Adler
Named for Irene Adler — "the Woman", the one who outwitted Sherlock Holmes. Where Sherlock searched, Adler outsmarts.
OSINT username search across hundreds of sites. A modern successor to Sherlock — multi-signal detection, self-healing site signatures, optional enrichment and cross-site correlation, written in Rust.

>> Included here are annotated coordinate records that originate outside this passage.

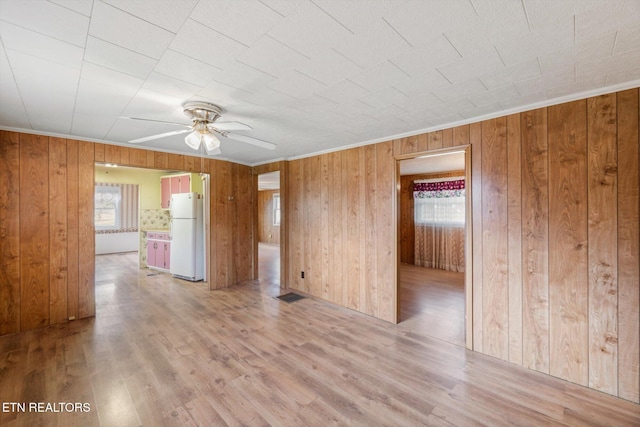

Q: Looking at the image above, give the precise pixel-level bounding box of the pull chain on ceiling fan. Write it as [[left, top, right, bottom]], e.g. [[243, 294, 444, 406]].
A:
[[122, 101, 276, 155]]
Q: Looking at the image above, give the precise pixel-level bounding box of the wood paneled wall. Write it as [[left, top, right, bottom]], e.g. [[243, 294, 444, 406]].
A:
[[398, 170, 465, 264], [283, 142, 397, 322], [258, 190, 280, 243], [286, 89, 640, 402], [0, 135, 254, 335], [0, 131, 95, 334]]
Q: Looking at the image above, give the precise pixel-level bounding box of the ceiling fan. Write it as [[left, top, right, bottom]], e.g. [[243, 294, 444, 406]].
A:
[[122, 101, 276, 155]]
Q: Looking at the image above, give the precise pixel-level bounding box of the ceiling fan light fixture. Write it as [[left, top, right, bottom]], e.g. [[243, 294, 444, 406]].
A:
[[202, 132, 220, 154], [184, 130, 202, 150]]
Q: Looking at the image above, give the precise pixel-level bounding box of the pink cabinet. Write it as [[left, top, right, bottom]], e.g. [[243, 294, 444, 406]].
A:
[[160, 174, 191, 209], [147, 231, 171, 270], [160, 177, 171, 209], [179, 175, 191, 193]]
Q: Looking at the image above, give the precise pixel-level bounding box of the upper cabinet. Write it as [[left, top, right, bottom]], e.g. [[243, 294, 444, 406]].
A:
[[160, 173, 196, 209]]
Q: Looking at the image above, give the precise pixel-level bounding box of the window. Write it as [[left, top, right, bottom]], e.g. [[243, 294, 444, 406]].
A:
[[413, 178, 465, 227], [94, 183, 138, 233], [272, 194, 280, 227]]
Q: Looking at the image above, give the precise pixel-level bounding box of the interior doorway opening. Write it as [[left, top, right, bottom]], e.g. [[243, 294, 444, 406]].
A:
[[398, 147, 471, 348], [94, 163, 210, 288], [257, 171, 284, 296]]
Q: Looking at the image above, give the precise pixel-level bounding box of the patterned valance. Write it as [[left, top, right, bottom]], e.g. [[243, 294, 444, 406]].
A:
[[413, 177, 464, 199]]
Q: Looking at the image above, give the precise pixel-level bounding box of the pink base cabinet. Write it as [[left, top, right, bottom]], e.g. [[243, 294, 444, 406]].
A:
[[147, 231, 171, 271]]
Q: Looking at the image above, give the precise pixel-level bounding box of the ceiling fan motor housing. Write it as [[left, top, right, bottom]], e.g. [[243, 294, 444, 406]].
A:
[[183, 101, 222, 123]]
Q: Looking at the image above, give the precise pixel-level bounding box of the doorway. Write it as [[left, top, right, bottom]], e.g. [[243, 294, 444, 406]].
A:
[[95, 163, 210, 286], [397, 147, 471, 348], [257, 171, 283, 296]]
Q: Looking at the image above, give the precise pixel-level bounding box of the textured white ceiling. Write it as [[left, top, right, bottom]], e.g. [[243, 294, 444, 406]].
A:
[[0, 0, 640, 164]]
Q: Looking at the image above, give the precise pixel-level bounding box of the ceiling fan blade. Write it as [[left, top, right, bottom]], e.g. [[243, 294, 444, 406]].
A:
[[129, 129, 191, 144], [118, 116, 191, 126], [222, 132, 276, 150], [211, 122, 253, 130]]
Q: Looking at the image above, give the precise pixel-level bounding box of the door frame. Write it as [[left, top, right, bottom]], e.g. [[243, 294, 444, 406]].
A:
[[251, 160, 289, 291], [394, 144, 473, 350]]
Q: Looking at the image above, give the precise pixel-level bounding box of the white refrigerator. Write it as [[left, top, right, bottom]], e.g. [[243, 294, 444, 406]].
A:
[[169, 193, 204, 282]]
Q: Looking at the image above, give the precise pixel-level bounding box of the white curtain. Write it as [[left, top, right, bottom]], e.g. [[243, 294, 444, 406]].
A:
[[95, 183, 139, 233], [413, 177, 465, 272]]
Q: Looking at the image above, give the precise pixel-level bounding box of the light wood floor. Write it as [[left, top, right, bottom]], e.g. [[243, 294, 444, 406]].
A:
[[398, 264, 465, 346], [0, 249, 640, 426]]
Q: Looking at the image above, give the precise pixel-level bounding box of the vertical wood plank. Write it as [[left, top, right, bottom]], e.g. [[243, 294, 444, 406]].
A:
[[442, 128, 453, 148], [153, 151, 169, 169], [288, 160, 306, 290], [212, 161, 230, 289], [521, 109, 549, 373], [20, 134, 49, 331], [227, 163, 240, 286], [49, 137, 68, 324], [548, 101, 589, 385], [361, 145, 378, 317], [78, 141, 96, 319], [128, 147, 147, 168], [482, 117, 509, 360], [329, 151, 344, 304], [507, 114, 522, 365], [358, 147, 370, 314], [319, 154, 331, 300], [103, 144, 120, 164], [375, 142, 398, 323], [587, 94, 618, 394], [345, 149, 360, 310], [280, 160, 290, 289], [184, 156, 198, 173], [400, 135, 418, 154], [399, 176, 415, 264], [94, 143, 105, 163], [391, 139, 402, 156], [427, 130, 442, 150], [469, 123, 483, 352], [167, 153, 185, 171], [118, 145, 131, 166], [205, 159, 218, 290], [616, 88, 640, 403], [305, 156, 324, 297], [416, 133, 429, 153], [67, 139, 80, 319], [0, 131, 20, 335], [453, 125, 470, 147]]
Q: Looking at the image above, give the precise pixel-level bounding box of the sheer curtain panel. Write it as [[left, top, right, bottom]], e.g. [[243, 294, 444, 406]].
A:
[[413, 177, 465, 272]]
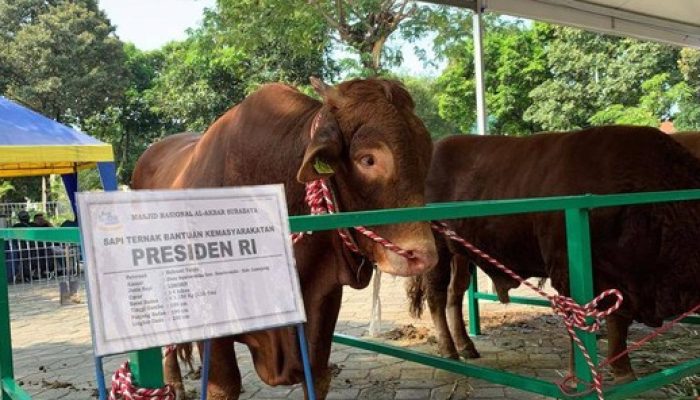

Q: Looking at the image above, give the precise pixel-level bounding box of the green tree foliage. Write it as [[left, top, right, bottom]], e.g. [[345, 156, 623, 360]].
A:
[[0, 180, 15, 200], [436, 12, 549, 134], [308, 0, 430, 76], [0, 0, 125, 122], [82, 44, 172, 183], [148, 0, 332, 131], [525, 26, 680, 130], [400, 77, 458, 139], [671, 49, 700, 131]]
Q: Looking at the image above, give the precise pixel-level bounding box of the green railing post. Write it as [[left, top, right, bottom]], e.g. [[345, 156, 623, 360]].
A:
[[129, 347, 163, 389], [0, 238, 14, 400], [564, 208, 598, 394], [467, 263, 481, 335]]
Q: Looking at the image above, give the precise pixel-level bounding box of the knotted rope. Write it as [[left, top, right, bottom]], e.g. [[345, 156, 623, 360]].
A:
[[109, 361, 175, 400], [292, 179, 415, 259], [432, 222, 622, 400]]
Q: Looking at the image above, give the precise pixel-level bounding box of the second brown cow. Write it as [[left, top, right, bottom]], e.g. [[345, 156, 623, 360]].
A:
[[408, 126, 700, 382]]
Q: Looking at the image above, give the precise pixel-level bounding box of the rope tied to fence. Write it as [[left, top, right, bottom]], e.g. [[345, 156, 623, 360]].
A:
[[292, 179, 415, 259], [109, 361, 175, 400], [432, 222, 623, 400]]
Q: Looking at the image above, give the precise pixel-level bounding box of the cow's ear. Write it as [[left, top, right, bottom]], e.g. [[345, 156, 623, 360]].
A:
[[297, 112, 343, 183]]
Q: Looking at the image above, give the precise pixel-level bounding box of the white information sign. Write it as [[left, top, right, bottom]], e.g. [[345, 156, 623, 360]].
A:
[[78, 185, 306, 355]]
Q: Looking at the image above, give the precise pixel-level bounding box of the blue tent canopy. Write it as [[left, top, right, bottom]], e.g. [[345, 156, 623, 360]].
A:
[[0, 96, 114, 178]]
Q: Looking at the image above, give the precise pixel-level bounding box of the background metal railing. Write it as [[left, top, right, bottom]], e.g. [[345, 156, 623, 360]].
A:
[[4, 239, 83, 285]]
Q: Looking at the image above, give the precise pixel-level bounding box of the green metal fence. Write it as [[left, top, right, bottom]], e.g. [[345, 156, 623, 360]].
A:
[[0, 190, 700, 400]]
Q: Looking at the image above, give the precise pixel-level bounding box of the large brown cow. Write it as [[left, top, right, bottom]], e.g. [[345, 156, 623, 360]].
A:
[[408, 126, 700, 382], [668, 132, 700, 158], [132, 79, 437, 399]]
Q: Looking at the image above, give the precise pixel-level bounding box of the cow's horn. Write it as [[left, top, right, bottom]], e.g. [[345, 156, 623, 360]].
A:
[[309, 76, 342, 106]]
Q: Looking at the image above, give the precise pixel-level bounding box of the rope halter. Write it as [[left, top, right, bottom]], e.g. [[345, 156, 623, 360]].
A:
[[109, 361, 175, 400], [292, 111, 415, 259], [432, 222, 623, 400]]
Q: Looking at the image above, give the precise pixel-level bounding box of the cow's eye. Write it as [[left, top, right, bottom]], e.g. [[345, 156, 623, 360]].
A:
[[360, 154, 374, 167]]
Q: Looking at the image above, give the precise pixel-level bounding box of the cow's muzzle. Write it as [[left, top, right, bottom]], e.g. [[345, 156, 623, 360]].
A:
[[374, 223, 438, 276]]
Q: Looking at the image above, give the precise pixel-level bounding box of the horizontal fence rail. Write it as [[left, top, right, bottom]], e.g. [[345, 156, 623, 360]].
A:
[[4, 239, 82, 285], [0, 190, 700, 399], [289, 189, 700, 232]]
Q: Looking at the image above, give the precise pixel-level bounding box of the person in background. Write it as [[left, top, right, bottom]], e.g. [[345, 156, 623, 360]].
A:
[[32, 212, 52, 228], [5, 210, 32, 282]]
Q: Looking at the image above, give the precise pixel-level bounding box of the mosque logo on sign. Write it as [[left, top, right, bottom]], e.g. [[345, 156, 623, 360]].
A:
[[97, 209, 123, 231]]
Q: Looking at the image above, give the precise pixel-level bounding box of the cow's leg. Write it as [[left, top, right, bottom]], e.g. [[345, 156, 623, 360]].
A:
[[447, 254, 480, 359], [424, 251, 459, 360], [197, 337, 241, 400], [605, 314, 637, 384], [163, 350, 187, 400], [303, 367, 333, 400]]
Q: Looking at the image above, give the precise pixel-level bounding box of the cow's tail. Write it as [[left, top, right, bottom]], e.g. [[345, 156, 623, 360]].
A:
[[406, 275, 425, 318], [177, 343, 194, 371]]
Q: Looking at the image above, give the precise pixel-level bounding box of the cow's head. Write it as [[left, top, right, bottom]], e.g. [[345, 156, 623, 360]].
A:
[[297, 78, 437, 276]]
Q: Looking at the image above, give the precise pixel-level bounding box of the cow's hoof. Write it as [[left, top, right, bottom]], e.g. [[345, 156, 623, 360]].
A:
[[459, 348, 481, 360], [613, 372, 637, 385]]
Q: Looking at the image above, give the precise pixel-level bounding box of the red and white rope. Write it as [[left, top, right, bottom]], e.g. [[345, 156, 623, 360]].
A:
[[109, 361, 175, 400], [432, 222, 623, 400], [292, 179, 415, 259]]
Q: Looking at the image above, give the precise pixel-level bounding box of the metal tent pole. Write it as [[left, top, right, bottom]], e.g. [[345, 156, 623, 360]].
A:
[[472, 0, 487, 135]]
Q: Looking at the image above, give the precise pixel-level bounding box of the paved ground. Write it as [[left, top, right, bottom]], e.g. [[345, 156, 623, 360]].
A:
[[10, 276, 700, 400]]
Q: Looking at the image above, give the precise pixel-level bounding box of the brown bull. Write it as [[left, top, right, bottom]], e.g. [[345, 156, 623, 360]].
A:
[[133, 79, 437, 399], [668, 132, 700, 158], [408, 126, 700, 382]]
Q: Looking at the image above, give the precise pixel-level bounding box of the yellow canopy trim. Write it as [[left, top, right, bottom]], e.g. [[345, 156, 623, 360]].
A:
[[0, 144, 114, 164]]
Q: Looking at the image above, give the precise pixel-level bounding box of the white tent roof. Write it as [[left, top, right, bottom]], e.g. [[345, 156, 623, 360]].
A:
[[427, 0, 700, 48]]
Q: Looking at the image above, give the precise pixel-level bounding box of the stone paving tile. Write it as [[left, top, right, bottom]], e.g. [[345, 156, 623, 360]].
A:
[[4, 275, 700, 400]]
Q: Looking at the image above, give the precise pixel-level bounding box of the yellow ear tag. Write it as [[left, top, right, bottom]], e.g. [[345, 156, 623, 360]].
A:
[[314, 158, 333, 174]]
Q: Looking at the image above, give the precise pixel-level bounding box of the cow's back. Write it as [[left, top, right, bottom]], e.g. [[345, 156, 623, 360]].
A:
[[131, 132, 201, 189], [427, 127, 700, 324], [669, 132, 700, 158]]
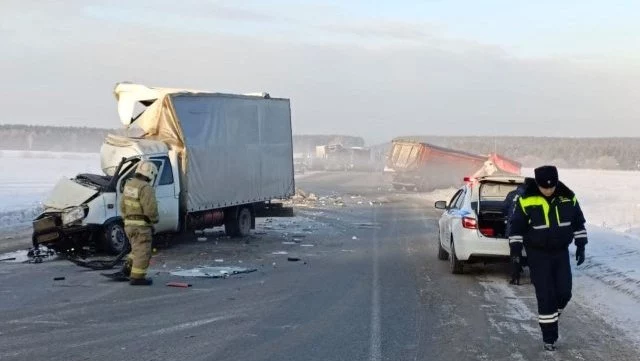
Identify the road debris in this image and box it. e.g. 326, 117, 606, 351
356, 223, 382, 229
171, 266, 257, 278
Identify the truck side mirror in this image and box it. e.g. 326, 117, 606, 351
435, 201, 447, 209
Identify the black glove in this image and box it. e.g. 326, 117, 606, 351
509, 256, 522, 285
576, 246, 584, 266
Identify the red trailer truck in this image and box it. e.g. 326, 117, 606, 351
386, 140, 521, 191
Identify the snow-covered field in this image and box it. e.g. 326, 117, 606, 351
0, 150, 102, 229
425, 169, 640, 346
0, 151, 640, 344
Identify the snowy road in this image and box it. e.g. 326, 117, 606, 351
0, 173, 640, 361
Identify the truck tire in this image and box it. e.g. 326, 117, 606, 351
449, 238, 463, 275
224, 207, 254, 238
102, 222, 131, 254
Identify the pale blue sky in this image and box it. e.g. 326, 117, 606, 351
0, 0, 640, 141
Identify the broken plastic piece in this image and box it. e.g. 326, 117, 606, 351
171, 267, 257, 278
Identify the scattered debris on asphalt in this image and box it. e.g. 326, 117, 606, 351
171, 266, 257, 278
356, 223, 382, 229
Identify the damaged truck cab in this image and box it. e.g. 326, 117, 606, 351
33, 83, 295, 253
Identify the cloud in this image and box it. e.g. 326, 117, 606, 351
316, 20, 433, 40
0, 2, 640, 142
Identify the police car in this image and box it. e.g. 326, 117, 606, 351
435, 176, 525, 274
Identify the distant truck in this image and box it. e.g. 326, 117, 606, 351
385, 140, 521, 191
33, 83, 295, 253
313, 144, 372, 171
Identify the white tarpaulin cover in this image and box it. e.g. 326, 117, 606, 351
114, 83, 295, 212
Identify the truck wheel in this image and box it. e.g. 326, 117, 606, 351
224, 207, 253, 237
103, 222, 130, 254
438, 237, 449, 261
449, 239, 463, 275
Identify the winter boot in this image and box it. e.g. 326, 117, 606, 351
129, 278, 153, 286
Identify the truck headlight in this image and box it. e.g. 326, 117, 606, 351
62, 207, 85, 226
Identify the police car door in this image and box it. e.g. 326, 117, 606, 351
150, 156, 180, 232
440, 189, 464, 247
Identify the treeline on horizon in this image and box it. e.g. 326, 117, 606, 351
395, 136, 640, 170
0, 125, 640, 170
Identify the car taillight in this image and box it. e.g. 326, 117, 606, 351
480, 228, 496, 237
462, 217, 478, 229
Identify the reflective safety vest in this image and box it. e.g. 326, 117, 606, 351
509, 183, 587, 250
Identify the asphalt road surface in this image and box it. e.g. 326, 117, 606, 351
0, 173, 640, 361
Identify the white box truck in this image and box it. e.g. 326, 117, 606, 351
33, 83, 295, 253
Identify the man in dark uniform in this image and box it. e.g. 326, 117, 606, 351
502, 178, 535, 285
509, 166, 587, 351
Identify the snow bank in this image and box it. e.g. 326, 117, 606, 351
0, 150, 102, 228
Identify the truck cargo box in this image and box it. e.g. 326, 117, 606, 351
105, 84, 295, 212
386, 140, 520, 191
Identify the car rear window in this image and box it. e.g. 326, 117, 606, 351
479, 182, 518, 202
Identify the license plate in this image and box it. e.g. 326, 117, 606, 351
37, 232, 60, 243
33, 217, 56, 232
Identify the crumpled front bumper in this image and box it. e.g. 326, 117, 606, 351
32, 213, 91, 247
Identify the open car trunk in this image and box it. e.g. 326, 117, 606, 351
473, 181, 519, 238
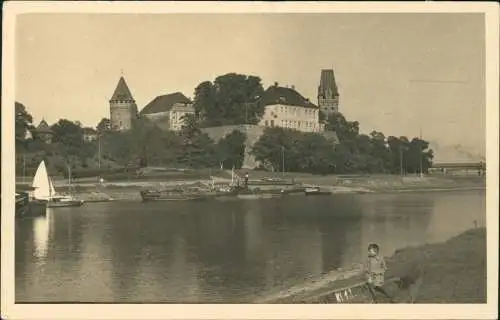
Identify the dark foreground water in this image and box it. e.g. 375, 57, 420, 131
15, 191, 486, 303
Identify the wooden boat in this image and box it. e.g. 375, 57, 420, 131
292, 275, 422, 304
15, 192, 47, 218
33, 160, 84, 208
304, 187, 332, 196
140, 190, 211, 202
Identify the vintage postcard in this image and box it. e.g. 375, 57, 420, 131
1, 1, 499, 319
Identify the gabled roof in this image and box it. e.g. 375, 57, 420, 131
83, 127, 97, 134
110, 77, 135, 101
261, 85, 317, 108
318, 69, 339, 97
36, 119, 52, 133
140, 92, 191, 115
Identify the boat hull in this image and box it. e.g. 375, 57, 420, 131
16, 194, 47, 218
47, 200, 84, 208
140, 191, 211, 202
304, 191, 332, 196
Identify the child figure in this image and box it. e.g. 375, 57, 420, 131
365, 243, 394, 303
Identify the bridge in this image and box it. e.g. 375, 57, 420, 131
431, 161, 486, 171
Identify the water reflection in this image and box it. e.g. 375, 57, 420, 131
33, 212, 51, 265
16, 193, 485, 303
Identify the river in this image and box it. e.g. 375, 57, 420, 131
15, 191, 486, 303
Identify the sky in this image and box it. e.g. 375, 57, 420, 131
15, 13, 485, 158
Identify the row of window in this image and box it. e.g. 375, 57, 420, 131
276, 106, 318, 117
264, 120, 317, 130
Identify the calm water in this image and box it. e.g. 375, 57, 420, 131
15, 191, 486, 303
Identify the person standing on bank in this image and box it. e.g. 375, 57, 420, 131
364, 243, 394, 303
245, 172, 248, 189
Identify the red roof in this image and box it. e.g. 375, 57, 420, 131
110, 77, 135, 102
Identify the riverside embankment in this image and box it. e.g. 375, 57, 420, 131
19, 172, 486, 201
254, 228, 487, 303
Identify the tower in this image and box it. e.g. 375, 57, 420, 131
318, 69, 339, 114
109, 76, 137, 131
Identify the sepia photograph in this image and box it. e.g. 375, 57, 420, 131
2, 1, 498, 319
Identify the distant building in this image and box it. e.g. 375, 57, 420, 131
140, 92, 195, 131
109, 77, 137, 131
259, 83, 324, 132
318, 69, 339, 115
34, 119, 54, 143
83, 128, 98, 142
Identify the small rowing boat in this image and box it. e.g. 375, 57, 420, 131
304, 187, 332, 196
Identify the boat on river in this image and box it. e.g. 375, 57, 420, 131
140, 190, 211, 202
32, 160, 84, 208
15, 191, 47, 218
304, 187, 332, 196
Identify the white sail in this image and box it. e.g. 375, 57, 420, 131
32, 160, 55, 200
49, 177, 56, 197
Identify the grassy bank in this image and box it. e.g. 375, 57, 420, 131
258, 228, 487, 303
17, 169, 486, 200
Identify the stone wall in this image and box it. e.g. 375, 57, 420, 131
110, 102, 137, 131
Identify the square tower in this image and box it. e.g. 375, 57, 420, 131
318, 69, 339, 115
109, 76, 137, 131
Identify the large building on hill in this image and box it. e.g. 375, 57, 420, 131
109, 76, 137, 131
140, 92, 195, 131
259, 83, 324, 132
318, 69, 339, 115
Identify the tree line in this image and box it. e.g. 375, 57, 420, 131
251, 113, 433, 175
15, 73, 433, 178
15, 103, 246, 175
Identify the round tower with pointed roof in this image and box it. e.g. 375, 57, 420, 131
109, 76, 137, 131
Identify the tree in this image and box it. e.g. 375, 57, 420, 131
194, 73, 264, 126
15, 101, 33, 141
178, 114, 216, 168
216, 130, 247, 169
251, 128, 335, 174
50, 119, 83, 156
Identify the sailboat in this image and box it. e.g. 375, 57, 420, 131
32, 160, 83, 208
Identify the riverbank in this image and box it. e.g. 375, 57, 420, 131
18, 173, 486, 202
254, 228, 487, 303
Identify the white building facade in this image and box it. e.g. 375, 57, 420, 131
259, 85, 324, 132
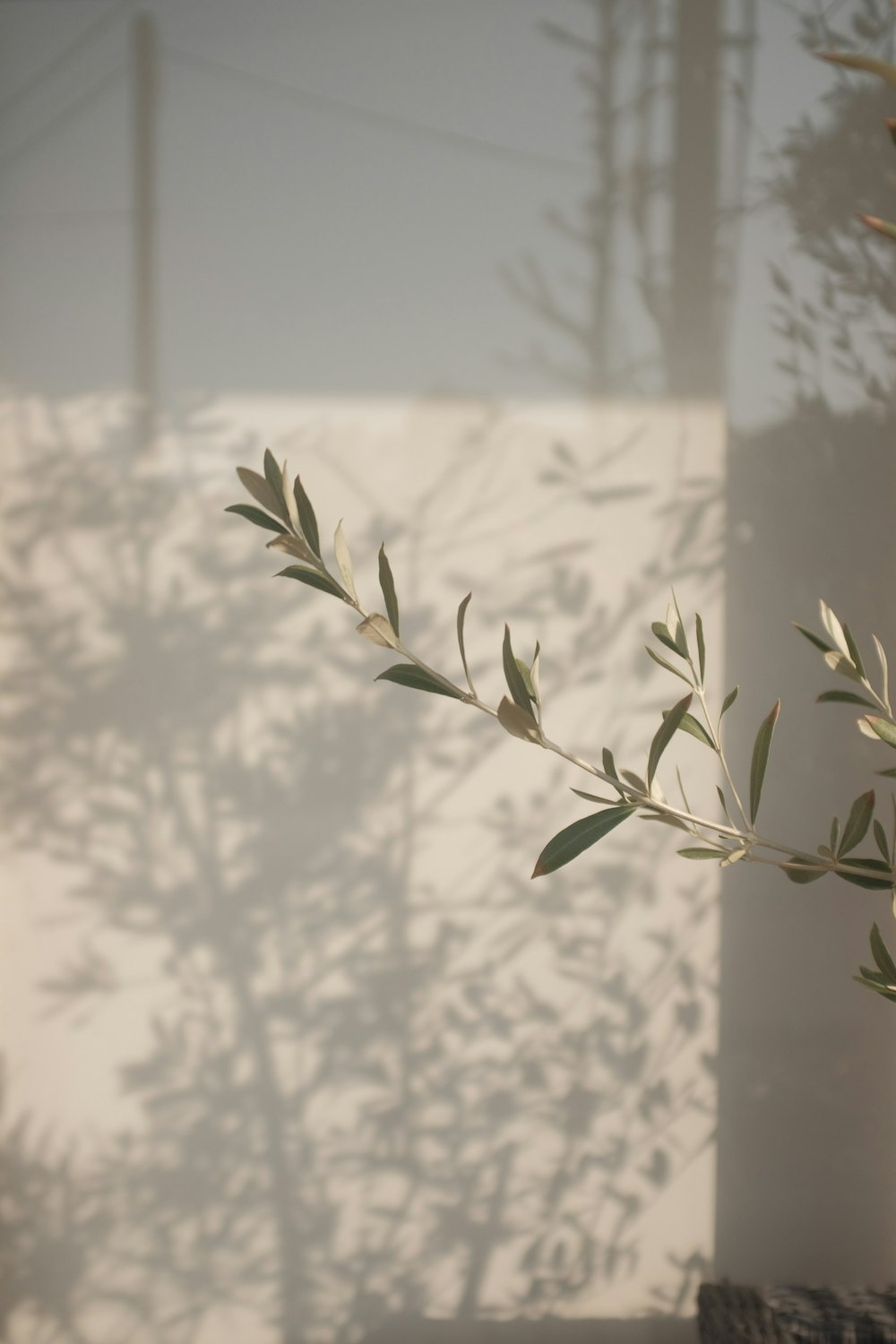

Status: in development. See PLAN.md for the full roadmap.
Crates
| Crate | Kind | Purpose |
|---|---|---|
adler-core |
lib | Detection engine, site registry, executor. |
adler-cli |
bin | adler command-line interface. |
Install
From crates.io (compiles locally, ~1–2 min):
Pre-built binary from the GitHub release (instant, no compile):
From source:
Requires Rust ≥ 1.85. The installed binary is adler. The library
(adler-core) is published separately
for embedding the engine in your own tools — see the
Library section below.
Build & run
Logging is controlled by the ADLER_LOG env var (defaults to adler=info):
ADLER_LOG=adler=debug
Detection rate
Recall depends on where you scan from. A --doctor pass on 2026-05-26
against the bundled registry (411 sites):
| Scan source | Sites where a known-existing account is found | Recall |
|---|---|---|
| Datacenter IP (Hetzner / Leaseweb DE) | 282 / 411 | 68.6% |
| US residential proxy pool (DECODO) | 305 / 411 | 74.2% |
The residential lift is real: ~40 sites swap their verdict between
Uncertain (datacenter) and Found (residential) — most are
Cloudflare-walled or geo-restricted (RU-segment, plus platforms like
Reddit, Imgur, Patreon). The remaining ~26% breaks down roughly as:
- Bot-protected sites tagged
bot-protected(Instagram and X/Twitter today) — these serve a JS login wall to a plain HTTP request; a clean IP doesn't help, you need a browser backend. Exclude them with--exclude-tag bot-protected. - Stale Sherlock-imported
known_presentaccounts that no longer exist on the live site. The--doctor --suggest-known-presenttool (new in v0.4.0) probes a small candidate pool (the site's brand name, plustorvalds/octocat/admin/ …) and prints a paste-ready snippet for any site where it finds a live account. Discovery surfaced 19 healable entries on the most recent sweep; the remaining placeholders need either a contributor-found candidate or a deeper repair via--doctor --fix. - Sites whose detection rule fires for every username —
signal repair territory, not username repair.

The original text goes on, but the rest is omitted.